Pacing is an important issue, particularly in the changing risk profile of TAVI patients, yet there is wide variation in practice across the UK for many aspects of the TAVI pathway, and no standardised pacing protocol. This is an area that requires further discussion to agree best practice guidelines for clinicians in order to minimise rates of PPI post-TAVI, and to allow patients to have an informed choice about their treatment plan. There is a particular need for more data to understand how PPI impacts patient outcomes over the long term, and to help guide both case and device selection, especially among younger patients.


Key priorities for patients undergoing TAVI:

  • There should be no residual haemodynamic valve problem
  • How this is achieved depends on patient characteristics (e.g. native valve anatomy, calcification, etc.)
  • Valve choice should be made by clinicians in a multi-disciplinary team (MDT) setting, taking into account multiple patient factors
  • Valve choice may be influenced by pre-existing conduction disease seen on the electrocardiogram (ECG)
  • In younger, lower-risk patients, the risk of PPI is increasingly important in valve choice.
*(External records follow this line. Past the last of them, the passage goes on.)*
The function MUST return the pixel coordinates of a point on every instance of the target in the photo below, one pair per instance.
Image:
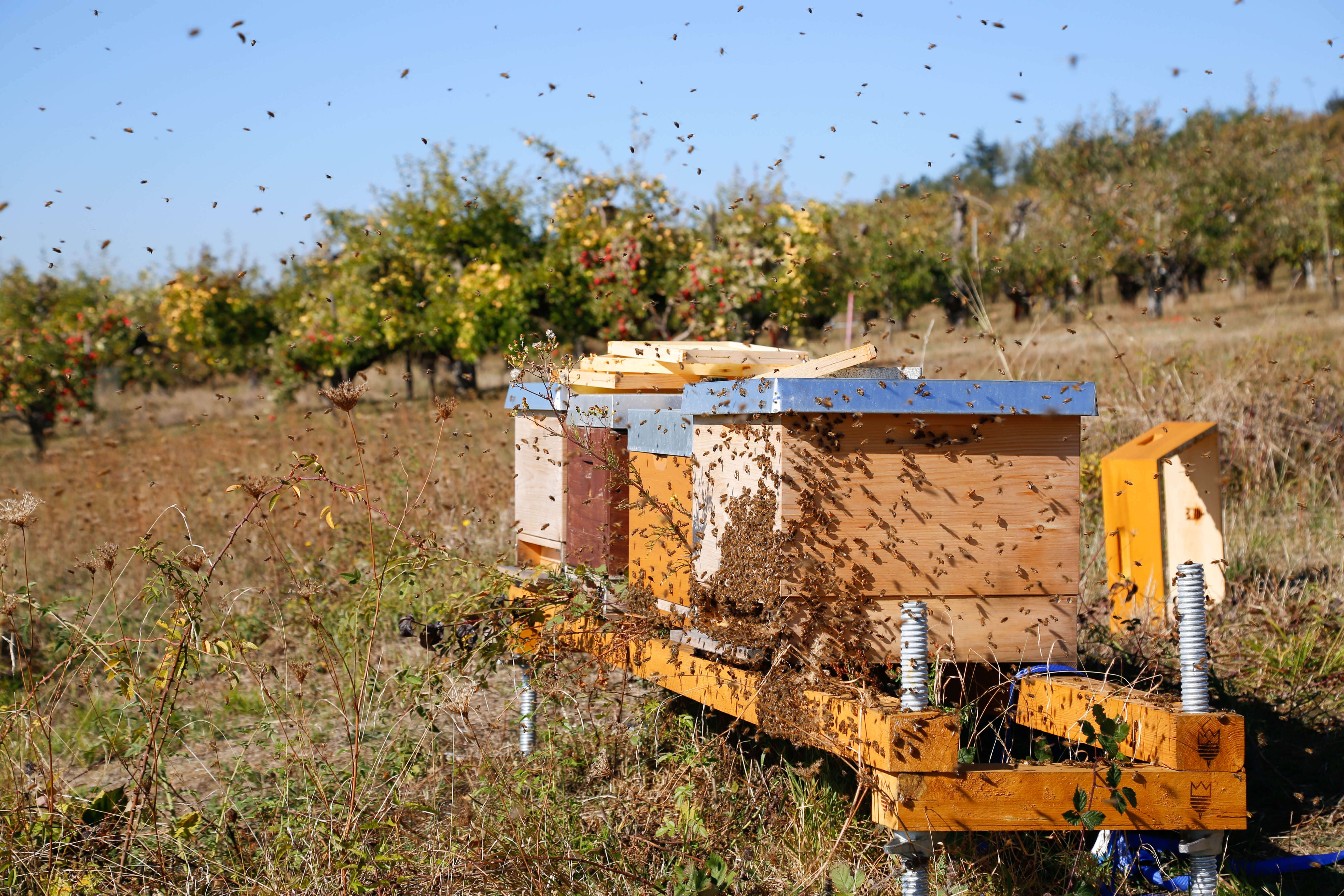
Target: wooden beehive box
(540, 453)
(1163, 506)
(960, 493)
(596, 465)
(662, 464)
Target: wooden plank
(535, 554)
(658, 559)
(540, 486)
(881, 735)
(597, 516)
(952, 506)
(831, 363)
(690, 370)
(998, 629)
(1158, 733)
(708, 352)
(729, 461)
(596, 382)
(1037, 797)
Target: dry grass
(630, 785)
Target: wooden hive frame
(540, 453)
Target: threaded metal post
(914, 659)
(526, 707)
(1204, 875)
(914, 879)
(1194, 637)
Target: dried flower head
(193, 559)
(19, 512)
(256, 486)
(346, 395)
(444, 410)
(107, 554)
(89, 562)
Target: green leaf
(105, 804)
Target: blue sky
(331, 74)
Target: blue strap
(1125, 859)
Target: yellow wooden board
(1037, 798)
(1162, 506)
(659, 561)
(1158, 733)
(880, 734)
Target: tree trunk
(1128, 287)
(38, 430)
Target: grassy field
(232, 692)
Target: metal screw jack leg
(1204, 848)
(914, 656)
(527, 721)
(1194, 637)
(914, 850)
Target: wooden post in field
(1330, 258)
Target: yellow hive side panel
(1037, 798)
(540, 487)
(1194, 512)
(1134, 519)
(729, 461)
(947, 506)
(658, 558)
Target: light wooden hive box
(964, 495)
(540, 510)
(568, 508)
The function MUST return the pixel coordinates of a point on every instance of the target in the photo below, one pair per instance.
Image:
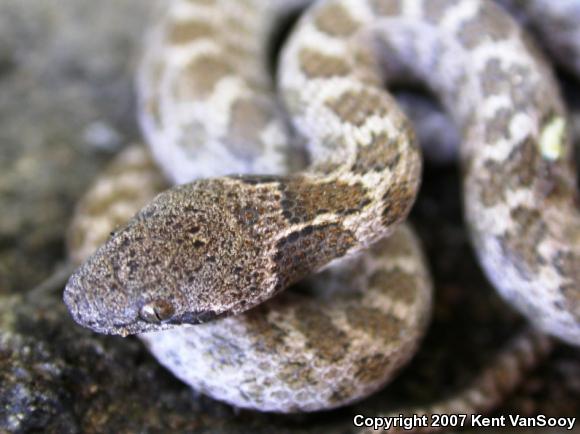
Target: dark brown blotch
(335, 20)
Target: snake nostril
(157, 311)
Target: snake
(195, 271)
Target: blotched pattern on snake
(221, 246)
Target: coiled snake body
(221, 246)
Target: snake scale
(214, 250)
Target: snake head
(190, 256)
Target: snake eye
(157, 311)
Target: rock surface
(66, 105)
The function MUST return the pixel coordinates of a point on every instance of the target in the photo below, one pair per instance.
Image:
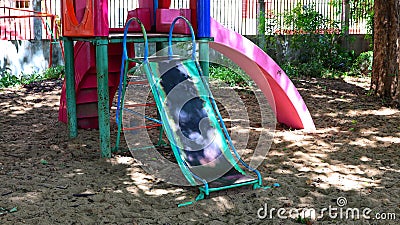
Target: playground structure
(92, 80)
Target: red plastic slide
(282, 95)
(86, 83)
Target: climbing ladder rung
(142, 127)
(138, 82)
(139, 105)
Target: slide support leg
(103, 96)
(70, 87)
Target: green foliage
(7, 79)
(315, 46)
(231, 76)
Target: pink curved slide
(280, 92)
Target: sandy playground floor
(48, 179)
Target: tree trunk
(385, 71)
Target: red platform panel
(82, 18)
(165, 17)
(148, 4)
(144, 15)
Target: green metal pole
(204, 57)
(103, 96)
(70, 87)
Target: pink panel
(143, 14)
(149, 5)
(165, 17)
(101, 18)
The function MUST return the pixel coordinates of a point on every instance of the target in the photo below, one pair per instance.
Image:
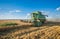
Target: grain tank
(38, 18)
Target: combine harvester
(38, 18)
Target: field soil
(24, 30)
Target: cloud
(27, 16)
(58, 9)
(45, 12)
(12, 11)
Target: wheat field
(49, 30)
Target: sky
(21, 9)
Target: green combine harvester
(38, 18)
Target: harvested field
(49, 30)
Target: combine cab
(38, 18)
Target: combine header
(38, 18)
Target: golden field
(24, 30)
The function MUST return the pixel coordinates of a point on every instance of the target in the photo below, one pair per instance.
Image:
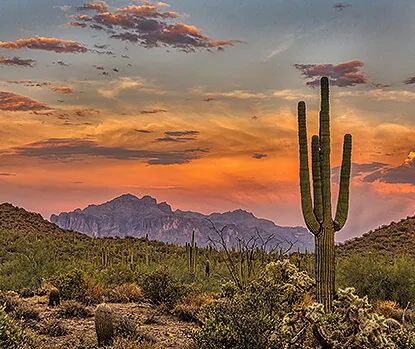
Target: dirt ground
(159, 328)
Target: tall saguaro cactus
(319, 218)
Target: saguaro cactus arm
(343, 199)
(315, 159)
(325, 150)
(306, 204)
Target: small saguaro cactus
(104, 325)
(319, 219)
(54, 297)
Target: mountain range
(128, 215)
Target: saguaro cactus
(319, 219)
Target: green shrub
(11, 336)
(254, 318)
(77, 286)
(160, 287)
(378, 277)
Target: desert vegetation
(62, 289)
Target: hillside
(394, 239)
(128, 215)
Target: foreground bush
(11, 336)
(161, 288)
(277, 311)
(77, 286)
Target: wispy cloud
(341, 75)
(47, 44)
(75, 149)
(14, 102)
(17, 61)
(146, 25)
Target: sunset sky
(194, 103)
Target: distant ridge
(395, 238)
(128, 215)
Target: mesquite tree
(319, 219)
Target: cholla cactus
(104, 325)
(54, 297)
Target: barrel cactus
(104, 326)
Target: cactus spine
(319, 219)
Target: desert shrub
(378, 277)
(9, 300)
(77, 286)
(188, 308)
(74, 309)
(54, 328)
(388, 309)
(125, 327)
(160, 287)
(26, 293)
(11, 336)
(254, 317)
(26, 312)
(125, 293)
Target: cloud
(47, 44)
(410, 80)
(146, 25)
(153, 111)
(143, 131)
(174, 140)
(14, 102)
(62, 89)
(64, 8)
(358, 169)
(17, 61)
(381, 95)
(341, 75)
(87, 112)
(30, 83)
(259, 156)
(340, 6)
(97, 6)
(181, 133)
(404, 173)
(61, 63)
(75, 149)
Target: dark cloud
(181, 133)
(74, 149)
(404, 173)
(61, 63)
(358, 169)
(47, 44)
(143, 131)
(97, 6)
(62, 89)
(17, 61)
(14, 102)
(153, 111)
(146, 25)
(259, 156)
(87, 112)
(175, 140)
(341, 75)
(340, 6)
(410, 80)
(30, 83)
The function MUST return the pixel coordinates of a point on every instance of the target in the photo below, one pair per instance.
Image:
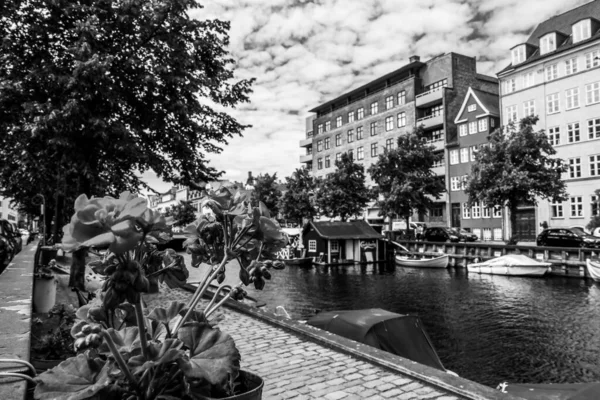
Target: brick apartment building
(555, 74)
(370, 118)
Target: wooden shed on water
(337, 242)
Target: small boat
(512, 265)
(436, 262)
(593, 269)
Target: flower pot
(44, 294)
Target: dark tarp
(399, 334)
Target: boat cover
(511, 260)
(399, 334)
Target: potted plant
(173, 352)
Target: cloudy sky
(305, 52)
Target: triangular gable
(459, 117)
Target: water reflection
(486, 328)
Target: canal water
(486, 328)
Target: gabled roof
(344, 230)
(488, 102)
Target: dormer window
(518, 54)
(548, 43)
(582, 30)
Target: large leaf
(76, 378)
(213, 355)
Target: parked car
(567, 237)
(464, 235)
(440, 234)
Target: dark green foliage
(343, 193)
(297, 203)
(404, 179)
(517, 167)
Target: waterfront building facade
(555, 74)
(367, 120)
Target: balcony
(306, 142)
(431, 121)
(429, 98)
(306, 158)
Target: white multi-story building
(555, 74)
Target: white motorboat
(512, 265)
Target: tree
(517, 167)
(183, 213)
(404, 178)
(297, 203)
(95, 93)
(343, 193)
(267, 191)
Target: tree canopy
(297, 203)
(404, 177)
(516, 168)
(95, 93)
(343, 193)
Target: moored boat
(436, 262)
(511, 265)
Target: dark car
(440, 234)
(567, 237)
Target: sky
(305, 52)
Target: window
(389, 102)
(529, 108)
(511, 114)
(592, 93)
(453, 157)
(401, 119)
(389, 123)
(374, 149)
(374, 108)
(401, 97)
(455, 183)
(573, 132)
(551, 72)
(389, 144)
(373, 128)
(575, 167)
(556, 210)
(582, 30)
(594, 128)
(595, 165)
(476, 210)
(571, 66)
(528, 79)
(482, 123)
(360, 153)
(518, 54)
(350, 135)
(552, 103)
(351, 116)
(466, 211)
(359, 134)
(472, 127)
(464, 155)
(577, 206)
(548, 43)
(592, 59)
(572, 98)
(554, 135)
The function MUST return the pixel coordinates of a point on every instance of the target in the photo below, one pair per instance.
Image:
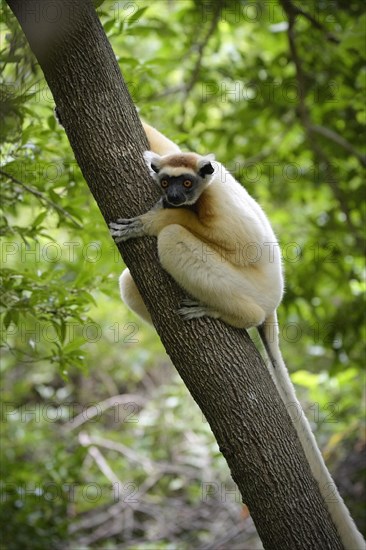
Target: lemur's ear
(153, 161)
(204, 165)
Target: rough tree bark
(220, 366)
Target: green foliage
(214, 79)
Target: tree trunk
(219, 364)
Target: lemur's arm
(158, 142)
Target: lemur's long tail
(348, 532)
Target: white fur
(231, 263)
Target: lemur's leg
(131, 296)
(204, 274)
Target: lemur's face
(182, 189)
(181, 177)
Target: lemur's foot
(126, 228)
(192, 309)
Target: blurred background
(102, 446)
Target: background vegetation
(102, 445)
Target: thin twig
(328, 35)
(333, 136)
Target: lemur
(215, 240)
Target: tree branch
(219, 364)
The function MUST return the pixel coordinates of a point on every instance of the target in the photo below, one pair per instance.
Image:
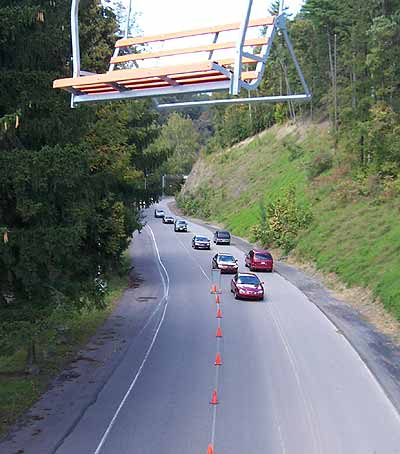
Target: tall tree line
(70, 180)
(350, 55)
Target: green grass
(17, 390)
(355, 236)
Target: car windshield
(260, 256)
(226, 258)
(252, 280)
(224, 235)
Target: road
(290, 383)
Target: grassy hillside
(355, 226)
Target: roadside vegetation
(323, 182)
(280, 191)
(57, 344)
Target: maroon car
(247, 286)
(259, 260)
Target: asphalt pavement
(289, 383)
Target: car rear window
(225, 235)
(252, 280)
(259, 256)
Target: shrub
(320, 163)
(281, 222)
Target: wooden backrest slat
(197, 32)
(185, 50)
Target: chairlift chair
(215, 73)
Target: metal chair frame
(233, 85)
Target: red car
(259, 260)
(247, 286)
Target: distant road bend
(289, 382)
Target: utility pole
(163, 185)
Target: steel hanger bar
(181, 105)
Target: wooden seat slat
(186, 50)
(131, 74)
(265, 21)
(182, 79)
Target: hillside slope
(354, 227)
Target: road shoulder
(58, 411)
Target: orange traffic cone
(214, 399)
(218, 361)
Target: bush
(281, 221)
(295, 150)
(320, 163)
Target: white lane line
(166, 283)
(310, 414)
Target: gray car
(180, 225)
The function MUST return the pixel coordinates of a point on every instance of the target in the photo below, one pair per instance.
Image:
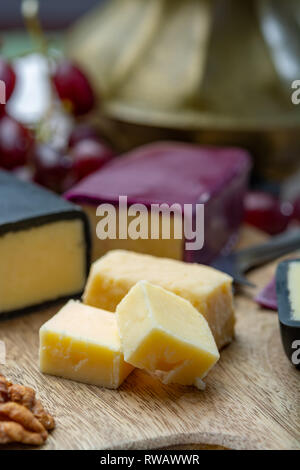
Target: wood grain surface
(252, 398)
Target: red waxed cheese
(171, 172)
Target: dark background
(55, 14)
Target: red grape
(72, 86)
(51, 168)
(88, 156)
(15, 143)
(7, 75)
(266, 212)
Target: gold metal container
(209, 71)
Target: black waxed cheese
(288, 299)
(44, 246)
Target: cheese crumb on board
(82, 343)
(165, 335)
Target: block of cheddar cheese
(208, 290)
(170, 173)
(44, 246)
(82, 343)
(165, 335)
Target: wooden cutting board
(252, 398)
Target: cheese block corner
(208, 290)
(82, 343)
(165, 335)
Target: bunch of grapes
(56, 169)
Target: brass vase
(209, 71)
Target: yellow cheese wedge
(164, 334)
(208, 290)
(82, 343)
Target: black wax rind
(25, 205)
(289, 328)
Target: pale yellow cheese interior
(208, 290)
(294, 289)
(164, 334)
(82, 343)
(169, 248)
(41, 264)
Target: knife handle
(277, 246)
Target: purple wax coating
(267, 298)
(171, 172)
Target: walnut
(22, 417)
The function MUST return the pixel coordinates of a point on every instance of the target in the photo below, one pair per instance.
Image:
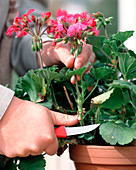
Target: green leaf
(47, 102)
(115, 101)
(123, 84)
(102, 97)
(114, 133)
(112, 99)
(49, 74)
(78, 71)
(88, 80)
(101, 72)
(10, 165)
(96, 41)
(34, 86)
(32, 163)
(123, 36)
(127, 64)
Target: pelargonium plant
(112, 78)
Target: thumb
(63, 119)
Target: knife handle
(60, 132)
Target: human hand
(28, 128)
(60, 53)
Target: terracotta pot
(92, 157)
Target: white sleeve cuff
(6, 96)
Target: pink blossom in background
(25, 16)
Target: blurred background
(123, 13)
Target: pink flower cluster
(71, 25)
(21, 24)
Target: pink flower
(76, 28)
(17, 20)
(46, 15)
(71, 31)
(11, 29)
(92, 22)
(61, 13)
(25, 16)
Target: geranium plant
(112, 100)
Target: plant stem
(105, 32)
(69, 101)
(97, 115)
(79, 101)
(40, 59)
(92, 91)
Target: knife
(63, 132)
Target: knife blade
(63, 132)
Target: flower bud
(99, 14)
(33, 18)
(58, 40)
These points must underpin the care pathway for TAVI. End-to-end integrated care pathways are central to the NHS Long Term Plan (2019),10 both to enhance patient outcomes and to improve throughput of patients in secondary care. For TAVI this needs to encompass all aspects of care, including better HVD detection and referral in the community. True integrated care for TAVI patients offers an attractive opportunity to increase capacity for procedures. This could significantly improve referral pathways for patients and increase the efficiency of tertiary centre MDTs – a more pressing concern than ever in the wake of the global pandemic.

Key messages

  • With end-to-end integrated care pathways now central to the NHS, there is an opportunity for true integration for transcatheter aortic valve implantation (TAVI) patients both to enhance patient outcomes and to improve throughput of patients in secondary care, but this needs to encompass all aspects of care, including better heart valve disease (HVD) detection and referral in the community
  • A unified strategy for TAVI would improve the efficiency of specialist multi-disciplinary team (MDT) meetings to assess whether patients get TAVI or surigical aortic valve replacement (SAVR)
  • Valve choice should be made by clinicians in a MDT setting, taking into account multiple patient factors
  • In younger, lower-risk patients, the risk of permanent pacemaker implantation (PPI) is increasingly important in valve choice

Conflicts of interest

PM is a Procedural Proctor for Edwards Lifesciences, has received an educational grant from Edwards Lifesciences and research support from Boston Scientific. NU is Proctor for Edwards Lifesciences. JC is Proctor for Boston Scientific. DS is Proctor for Abbott and has received speaker fees from Edwards Lifesciences. DM is Proctor for Edwards Lifesciences and Abbott Vascular. AZ, SD, IM, MO, SS: none declared.


This project is managed as an independent programme developed by an expert clinical panel, led by Professor Philip MacCarthy, with the support of Wilmington Healthcare Ltd., and fully funded by Edwards Lifesciences plc. All content is independent of, and not influenced by, Edwards Lifesciences plc.


Sarah Mehta (Wilmington Healthcare, London, UK) participated in writing or technical editing of the manuscript.